> `pee` [...] It runs the commands using popen, so it's actually passing them to /bin/sh -c (which on most systems is a symlink to Bash).
Do not assume /bin/sh is Bash!!
On Debian-based systems, including Ubuntu, Dash is the default non-interactive shell. Specifically, Dash does not support common Bashisms.
(Not to mention Alpine, OpenWRT, FreeBSD, ...)
This is a bit of a pet-peeve of mine. If you're dropping a reference to `/bin/sh -c` like the reader knows what that means, then you don't need to tell them that "it's a symlink to Bash." They know their own system better than you.

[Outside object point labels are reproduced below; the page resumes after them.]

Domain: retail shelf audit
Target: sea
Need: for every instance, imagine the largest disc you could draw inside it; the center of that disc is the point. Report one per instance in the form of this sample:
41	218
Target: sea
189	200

You'll never know for sure what shell is the default, so write your scripts to a minimum shell family, and encode the name of that shell family in the shebang.
The default shell, for either the entire system or an individual user, could be:
- A Bourne shell
- A C shell
- A POSIX shell
- A "modern" shell, like Bash, Zsh, Fish, Osh
Use the following shebangs to call the class of shell you expect. Start with /usr/bin/env to allow the system to locate the executable based on the current PATH environment variable rather than a fixed filesystem path.
#!/usr/bin/env sh
# ^ should result in a Bourne-like shell, on modern systems, but could also be
# a POSIX shell (like Ash), which is not really backwards compatible
#!/usr/bin/env csh
# ^ should result in a C shell
#!/usr/bin/env bash
# ^ should result in a Bash shell, though the only version you should
# expect is version 3.2.57, the last GPLv2 version
#!/usr/bin/env dash
# ^ you expect the system to have a specific shell. if your code depends
# on Dash features, do this. otherwise write your code using an earlier
# version of the original shell family, such as Bourne or POSIX.
If you need to pass a command-line argument to the shell command before interpreting your script, use the fixed filesystem path for the shell. Due to bugs in the way kernels execute scripts, all arguments after the initial shebang path may be sent as a single argument, which is probably not what you (or the shell command) expect. (e.g. use #!/bin/bash --posix instead of #!/usr/bin/env bash --posix as the latter may fail)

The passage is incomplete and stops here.